Sophisticated gin and tonics ($12) harken to Spain, among the world’s biggest gin consumers, drinking copious volumes of G&Ts. I appreciate Cleveland’s forward-thinking menu utilizing Spanish ingredients, like jamon Iberico in the Tarrif cocktail, infusing gin with the ham, mixing it with house acorn and apricot tonic, a bit of fresh orange and topping it with Cava, Spain’s sparkling wine.
Another unusual turn: liquid nitrogen Pyreness Snowball ($6), a snowcone-esque yogurt-gin meringue accented with pine, anise, honey punctuated by Pop Rocks and micro flowers.
There’s pitchers of Kalimotxo ($17), mixing red sangria with Mexican Coca Cola and cinnamon (a Basque favorite), or aperitif cocktails like the hilariously-named Death to the Summer of Love ($10) – aka “Hippie Juice” – a bubbly melange of hemp milk, fresh dandelions, absinthe, Spanish brandy and Cava.
Somehow the vision doesn’t always translate.

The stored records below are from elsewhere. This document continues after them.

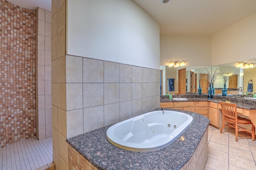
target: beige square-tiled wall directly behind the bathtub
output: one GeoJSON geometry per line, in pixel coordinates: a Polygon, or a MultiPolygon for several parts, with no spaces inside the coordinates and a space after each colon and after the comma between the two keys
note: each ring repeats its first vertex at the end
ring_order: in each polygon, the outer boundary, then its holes
{"type": "Polygon", "coordinates": [[[159,70],[67,55],[67,138],[160,107],[159,81],[159,70]]]}

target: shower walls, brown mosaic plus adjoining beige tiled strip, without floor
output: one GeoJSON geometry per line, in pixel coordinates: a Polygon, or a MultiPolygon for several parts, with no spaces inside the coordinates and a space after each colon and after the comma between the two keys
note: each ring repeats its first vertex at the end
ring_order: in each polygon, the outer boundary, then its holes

Often the G&Ts are soft, lacking flavor intensity. In the Tariff cocktail, I longed for oil and texture from the jamon or to taste the nuttiness of the acorn. A brighter absinthe kick would have made Death to the Summer of Love. Spanish Conquistador seemed to more wholly coalesce: floral Nolet’s Gin partners well with anise tonic, apple celery juice and lemon ice, enlivened by a spiced fennel salt rim.
Overall, I admire the scope of the cocktail menu – thankfully not just another list of “well-crafted classics.” As with the food menu, there’s much to love at Coqueta, with a healthy dose of sex appeal more common in LA. I may be in the minority who are raving (good luck getting a reservation since Chiarello was named Chef of the Year by Esquire), but my summary in initial months is that greater consistency and more realized flavors in some dishes and cocktails could make Coqueta a truly “whole package” experience.